“Stop all the clocks
Turn off the telephone?”
I’ve already been told I can’t do “They fuck you up, your mum and dad” or the complete lyrics of ‘Angels’ by Robbie. So here are my thoughts:
I’m thinking journeys. Grandpa was not religious. Talking to my da he just told me that Grampa used to drop the family at church and go home to cook the dinner. Seems to me the best kind of Sunday service. So God or anything too spiritual seems a bit of a no-no. So journeys. There are some beautiful words about travelling.
Here’s what I found so far:
Departure by Coventry Patmore
http://www.daypoems.net/poems/711.html
Remember by Rosetti
http://classiclit.about.com/cs/quotationslit/a/aa_rememberc.htm
Lights Out by Edward Thomas
http://www.poemhunter.com/poem/lights-out/
It’s hard to find something appropriate for a Grandfather. Most death verse seems to be about lovers. I love ‘Rage, rage against the dying of the light’ but there was no raging at the end. There were hospitals and drugs and wards. There was a grieving family but most of all there was silence… ‘And the rest is silence’? Shakespeare maybe? This must be pondered and discussed with those who matter and who I trust.
I just broke and typed in ‘poems for funerals’ into google. I love google. Anyone who does anything even vaguely creative loves google. Found this:
http://www.milestonepress.co.uk/poems_for_funerals.htm
Looks like I am vaguely on the right track. My da wanted me to do a poem called the Garden of Persephone:
http://www.angelfire.com/nj/persephone/gardenswinburne.html
It is indeed beautiful but seems a bit bleak. I feel, personally, that a funeral should be a celebration of a life and not sure if this celebrates.
This turns my mind to what I want – my legacy if I die. I want Frank Turner’s ‘Long Live the Queen’, something by Emmy the Great or Darren Hayman and ‘Bring Me Sunshine’ for music. I want there to be singing and dancing and jokes, people to laugh and think I had a good innings and love life as much as I do.

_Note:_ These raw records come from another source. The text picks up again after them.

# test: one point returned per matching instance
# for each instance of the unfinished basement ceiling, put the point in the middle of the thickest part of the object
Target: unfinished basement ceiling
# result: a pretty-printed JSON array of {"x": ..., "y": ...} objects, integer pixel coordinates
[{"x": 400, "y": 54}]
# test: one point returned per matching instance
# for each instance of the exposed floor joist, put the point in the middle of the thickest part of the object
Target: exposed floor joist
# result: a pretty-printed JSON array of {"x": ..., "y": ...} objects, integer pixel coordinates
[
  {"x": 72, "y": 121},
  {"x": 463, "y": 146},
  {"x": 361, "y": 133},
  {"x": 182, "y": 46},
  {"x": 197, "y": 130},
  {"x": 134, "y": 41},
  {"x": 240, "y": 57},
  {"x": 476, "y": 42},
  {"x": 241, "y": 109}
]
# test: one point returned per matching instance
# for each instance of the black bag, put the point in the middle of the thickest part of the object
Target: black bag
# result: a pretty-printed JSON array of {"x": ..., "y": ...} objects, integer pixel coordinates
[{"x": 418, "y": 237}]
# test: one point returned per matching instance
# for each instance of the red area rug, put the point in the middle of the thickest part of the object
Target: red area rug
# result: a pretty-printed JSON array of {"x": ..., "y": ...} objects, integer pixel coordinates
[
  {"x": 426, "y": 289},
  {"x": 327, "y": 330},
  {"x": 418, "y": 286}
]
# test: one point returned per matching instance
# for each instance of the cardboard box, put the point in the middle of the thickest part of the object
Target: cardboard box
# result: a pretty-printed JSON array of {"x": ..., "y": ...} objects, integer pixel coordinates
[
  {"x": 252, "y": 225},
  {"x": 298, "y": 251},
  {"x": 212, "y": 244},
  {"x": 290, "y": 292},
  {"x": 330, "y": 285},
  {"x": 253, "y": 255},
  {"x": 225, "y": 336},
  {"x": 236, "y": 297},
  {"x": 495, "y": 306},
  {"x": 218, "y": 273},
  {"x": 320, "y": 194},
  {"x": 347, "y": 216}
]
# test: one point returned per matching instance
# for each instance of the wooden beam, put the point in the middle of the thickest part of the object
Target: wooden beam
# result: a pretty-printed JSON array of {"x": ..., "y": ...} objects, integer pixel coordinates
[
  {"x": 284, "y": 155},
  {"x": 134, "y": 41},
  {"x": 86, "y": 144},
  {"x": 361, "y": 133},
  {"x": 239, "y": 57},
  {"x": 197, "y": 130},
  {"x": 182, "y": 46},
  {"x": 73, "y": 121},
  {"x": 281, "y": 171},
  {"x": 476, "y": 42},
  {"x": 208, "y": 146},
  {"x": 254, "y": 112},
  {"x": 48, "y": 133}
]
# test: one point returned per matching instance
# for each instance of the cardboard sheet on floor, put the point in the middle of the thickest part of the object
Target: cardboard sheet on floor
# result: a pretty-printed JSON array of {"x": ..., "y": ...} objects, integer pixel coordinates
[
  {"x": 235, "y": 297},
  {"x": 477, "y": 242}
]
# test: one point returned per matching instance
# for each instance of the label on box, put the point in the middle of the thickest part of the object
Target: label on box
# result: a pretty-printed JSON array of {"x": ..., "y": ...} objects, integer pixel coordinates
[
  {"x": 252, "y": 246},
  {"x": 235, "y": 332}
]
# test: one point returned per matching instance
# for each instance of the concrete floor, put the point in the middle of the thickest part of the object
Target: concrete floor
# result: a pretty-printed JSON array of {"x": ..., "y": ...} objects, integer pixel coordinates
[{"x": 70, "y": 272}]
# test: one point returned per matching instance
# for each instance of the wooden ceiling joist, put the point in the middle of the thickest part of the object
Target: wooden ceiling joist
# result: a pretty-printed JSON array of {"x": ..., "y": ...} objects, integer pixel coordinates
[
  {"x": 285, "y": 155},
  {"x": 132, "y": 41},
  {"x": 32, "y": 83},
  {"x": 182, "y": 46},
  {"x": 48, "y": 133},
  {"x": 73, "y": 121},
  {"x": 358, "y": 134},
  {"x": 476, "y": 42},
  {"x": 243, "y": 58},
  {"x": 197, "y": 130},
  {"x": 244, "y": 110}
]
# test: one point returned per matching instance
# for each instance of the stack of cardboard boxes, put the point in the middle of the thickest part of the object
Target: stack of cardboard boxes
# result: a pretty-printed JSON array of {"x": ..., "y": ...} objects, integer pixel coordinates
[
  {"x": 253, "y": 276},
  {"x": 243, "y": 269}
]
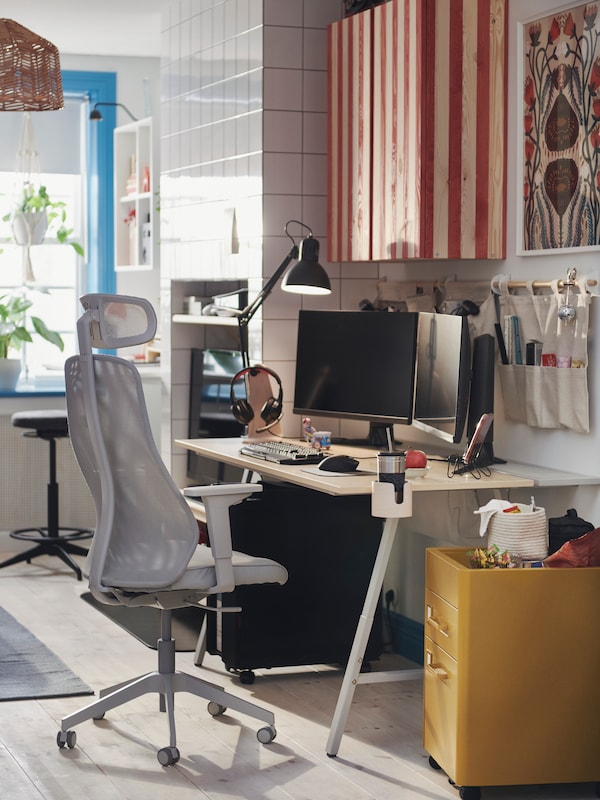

I want this read at mine. Joyce Grenfell is one of my all-time heroes and her words always seem right to me:
Life Goes On
If I should go before the rest of you
Break not a flower
Nor inscribe a stone
Nor when I am gone
Speak in a Sunday voice
But be the usual selves
That I have known
Weep if you must
Parting is hell
But life goes on
So …. sing as well
Joyce Grenfell
1910-1979
Thoughtfully, over and out.
this is Roy Croft, its not necessarily a suggestion…in fact it isn’t,i just like it!!
“I love you,
Not only for what you are,
But for what I am
When I am with you.
I love you,
Not only for what
You have made of yourself,
But for what
You are making of me.
I love you
For the part of me
That you bring out;
I love you
For putting your hand
Into my heaped-up heart
And passing over
All the foolish, weak things
That you can’t help
Dimly seeing there,
And for drawing out
Into the light
All the beautiful belongings
That no one else had looked
Quite far enough to find.
I love you because you
Are helping me to make
Of the lumber of my life
Not a tavern
But a temple;
Out of the works
Of my every day
Not a reproach
But a song.
I love you
Because you have done
More than any creed
Could have done
To make me good
And more than any fate
Could have done
To make me happy.
You have done it
Without a touch,
Without a word,
Without a sign.
You have done it
By being yourself.
Perhaps that is what
Being a friend means,
After all.”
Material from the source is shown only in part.